STI (Sexually Transmissible Infections) are passed on through sexual contact or the exchange of body fluids. Male latex male condoms, sheer dams or female condoms are both very effective in preventing HIV and many other Sexually Transmitted Infections when used correctly, and every time.

Other than abstinence, the regular use of latex condoms offers the best protection against contracting the AIDS virus and other sexually transmitted diseases, including gonorrhea, HPV, genital herpes, chlamydia, syphilis and hepatitis-B. However, condoms are not guaranteed effective in preventing transmission of genital herpes unless the affected area is completely covered.

To find out if you might have an STI, regular health exams and testing is recommended. If you suspect that you have been exposed to an STI, visit your doctor immediately.

Does using a condom ensure I will not get an STI?

No. Consistent and correct use of the male latex condom reduces the risk of sexually transmitted disease (STD) and human immunodeficiency virus (HIV) transmission. However, condom use cannot provide absolute protection against any STD. The most reliable ways to avoid transmission of STDs are to abstain from sexual activity, or to be in a long-term mutually monogamous relationship with an

uninfected partner. However, many infected persons may be unaware of their infection because STDs often are asymptomatic and unrecognized.

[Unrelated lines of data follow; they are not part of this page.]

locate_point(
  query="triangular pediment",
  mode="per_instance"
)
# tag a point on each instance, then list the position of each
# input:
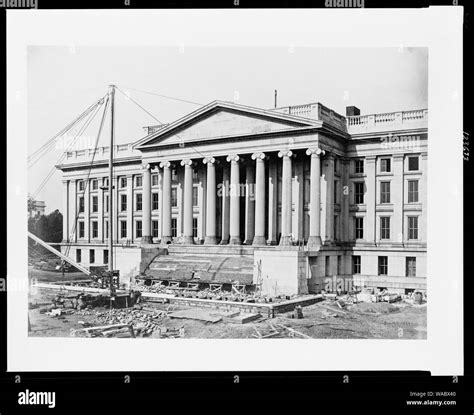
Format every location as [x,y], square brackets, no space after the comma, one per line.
[217,121]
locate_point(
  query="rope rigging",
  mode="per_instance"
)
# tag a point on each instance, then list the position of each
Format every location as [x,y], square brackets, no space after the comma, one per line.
[46,147]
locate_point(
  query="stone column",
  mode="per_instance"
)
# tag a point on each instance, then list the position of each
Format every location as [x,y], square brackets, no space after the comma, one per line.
[87,218]
[146,206]
[188,237]
[286,203]
[234,200]
[314,239]
[249,203]
[259,237]
[272,202]
[225,205]
[65,210]
[211,195]
[166,203]
[396,198]
[329,177]
[370,199]
[130,208]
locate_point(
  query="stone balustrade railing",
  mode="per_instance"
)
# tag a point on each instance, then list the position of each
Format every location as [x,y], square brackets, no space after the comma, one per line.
[387,121]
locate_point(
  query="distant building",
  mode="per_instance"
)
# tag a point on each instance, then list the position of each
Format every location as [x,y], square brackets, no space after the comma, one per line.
[303,193]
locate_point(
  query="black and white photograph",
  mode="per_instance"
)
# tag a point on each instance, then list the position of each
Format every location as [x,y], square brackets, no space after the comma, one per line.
[231,210]
[235,190]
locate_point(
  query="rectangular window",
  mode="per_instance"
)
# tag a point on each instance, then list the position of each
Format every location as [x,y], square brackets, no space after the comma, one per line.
[174,227]
[356,264]
[95,204]
[155,200]
[412,227]
[138,181]
[81,229]
[95,229]
[359,228]
[383,265]
[385,165]
[413,163]
[139,202]
[154,225]
[359,192]
[359,166]
[123,203]
[123,228]
[195,196]
[174,197]
[411,266]
[385,227]
[138,230]
[384,192]
[412,191]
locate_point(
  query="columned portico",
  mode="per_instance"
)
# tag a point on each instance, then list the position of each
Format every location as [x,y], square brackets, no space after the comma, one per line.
[211,211]
[234,199]
[146,230]
[166,206]
[286,204]
[314,239]
[188,237]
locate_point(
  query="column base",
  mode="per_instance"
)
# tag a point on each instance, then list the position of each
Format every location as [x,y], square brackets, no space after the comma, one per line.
[210,240]
[235,240]
[147,240]
[259,241]
[285,241]
[314,242]
[165,240]
[188,240]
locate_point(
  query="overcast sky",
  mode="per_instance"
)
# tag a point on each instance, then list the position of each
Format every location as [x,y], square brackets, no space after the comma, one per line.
[63,82]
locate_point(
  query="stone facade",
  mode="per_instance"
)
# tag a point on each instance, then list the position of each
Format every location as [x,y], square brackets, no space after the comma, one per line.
[316,194]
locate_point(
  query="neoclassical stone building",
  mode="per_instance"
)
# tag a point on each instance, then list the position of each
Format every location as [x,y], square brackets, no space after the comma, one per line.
[290,199]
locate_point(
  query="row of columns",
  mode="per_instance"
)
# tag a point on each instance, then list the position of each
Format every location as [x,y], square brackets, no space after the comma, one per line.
[231,205]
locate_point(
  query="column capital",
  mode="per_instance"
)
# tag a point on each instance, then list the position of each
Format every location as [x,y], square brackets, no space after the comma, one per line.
[315,151]
[259,155]
[285,153]
[233,157]
[186,162]
[209,160]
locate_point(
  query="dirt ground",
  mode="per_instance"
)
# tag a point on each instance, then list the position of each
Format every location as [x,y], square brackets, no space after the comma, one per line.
[324,320]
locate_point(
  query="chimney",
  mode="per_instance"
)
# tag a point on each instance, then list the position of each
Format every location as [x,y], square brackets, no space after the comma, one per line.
[351,111]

In other words, sex with condoms isn’t totally “safe sex,” but it is “less risky” sex. The body of research on the effectiveness of latex condoms in preventing sexual transmission of HIV is both comprehensive and conclusive. The ability of latex condoms to prevent transmission of HIV has been scientifically established in “real-life” studies of sexually active couples as well as in laboratory studies. We always recommend using a condom correctly and every time you have intercourse and engaging in routine STD testing if you are worried about STD transmission or becoming pregnant.